Свен пожал плечами. Ги не сомневался, что стал бы. Наградив Свена талантом информатора, торгаша и переговорщика, судьба начисто лишила его обаяния. Вдобавок он был чрезмерно толст, не следил за волосами и бородой, из-за чего те сбились в сплошной колтун, и был склонен к выпивке. В его спальне стоял целый шкаф, забитый аквавитом и криевской водкой. В общем, не водись у Свена лишних монеток, которыми он с щедростью делился, женщины не обращали бы на него внимания.
– Выпьем? – Швай выудил из-под рабочего стола бутыль с мутно-белой жидкостью. – Только вчера из Брандчёпинга!
– Воздержусь. Рабочий день только начался.
– Да ну? - Свен запустил пятерню в бороду и поскреб подбородок.
– Напомни мне не пожимать тебе руку на прощание. Кто знает, что ты оттуда вытянешь?
Швай рассмеялся.
– Ага. - И тут же посерьезнел. – А теперь выкладывай.
– Два дела. – Привстав, Ги бросил на стол перед Свеном папку. – Это досье некоего игорного клуба "Рыбий Череп". Знакомая история?
– Мерзкое место. Хёль плачет по этому Рыбьему Черепу. И ребята его все – сплошной сброд, жестокий и глупый.
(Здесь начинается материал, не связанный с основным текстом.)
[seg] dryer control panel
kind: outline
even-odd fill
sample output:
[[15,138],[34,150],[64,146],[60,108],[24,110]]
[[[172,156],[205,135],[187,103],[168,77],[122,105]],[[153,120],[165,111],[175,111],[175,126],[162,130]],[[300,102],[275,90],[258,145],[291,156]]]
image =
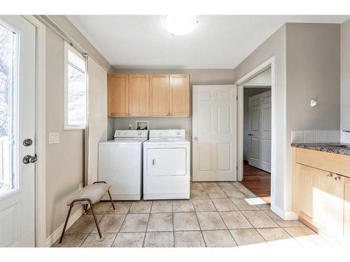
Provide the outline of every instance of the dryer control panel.
[[186,133],[185,129],[158,129],[150,130],[150,138],[185,138]]

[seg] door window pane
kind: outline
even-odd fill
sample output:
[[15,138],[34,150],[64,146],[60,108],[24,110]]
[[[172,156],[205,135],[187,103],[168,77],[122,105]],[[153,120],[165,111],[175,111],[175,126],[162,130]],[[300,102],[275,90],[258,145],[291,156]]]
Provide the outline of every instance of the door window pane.
[[17,34],[0,21],[0,196],[18,188],[16,152]]

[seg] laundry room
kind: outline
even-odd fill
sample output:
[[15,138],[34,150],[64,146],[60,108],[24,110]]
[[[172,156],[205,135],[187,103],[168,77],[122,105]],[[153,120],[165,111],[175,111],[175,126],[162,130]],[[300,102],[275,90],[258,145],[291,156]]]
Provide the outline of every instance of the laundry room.
[[186,5],[0,15],[0,247],[350,245],[350,15]]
Тхейрасха нанимает, причем самых оторванных, тех, которыми даже наемничьи армии брезгуют.
– Тем не менее, придется иметь с ними дело.
– Сочувствую, – усмехнулся Свен. – Черепа и его людей проще перестрелять, чем убедить в чем-либо.
– Ты говоришь о клубе так, будто он живой.
– А, так ты не в курсе? "Рыбий Череп" назван в честь владельца. Ну, то есть, Черепа зовут Черепом и заведение так же. Он тщеславный очень.
Слишком много черепов.
– А зачем он тебе? – Свен открыл досье ван Рёков и, послюнявив пальцы, перелистнул несколько страниц. – Железный Город – плохая кормушка для фирм.
– Зато перспективная для дельцов. Игорный дом хотят выкупить.
Северянин покачал головой, откупорил бутыль аквавита и приложился к горлышку. По густой каштановой бороде потекла тонкая белая струйка. Сглотнув, он поморщился, отер рукавом рот и еще раз тряхнул патлами.
– Скверная идея. В Хёль только с такой отправиться.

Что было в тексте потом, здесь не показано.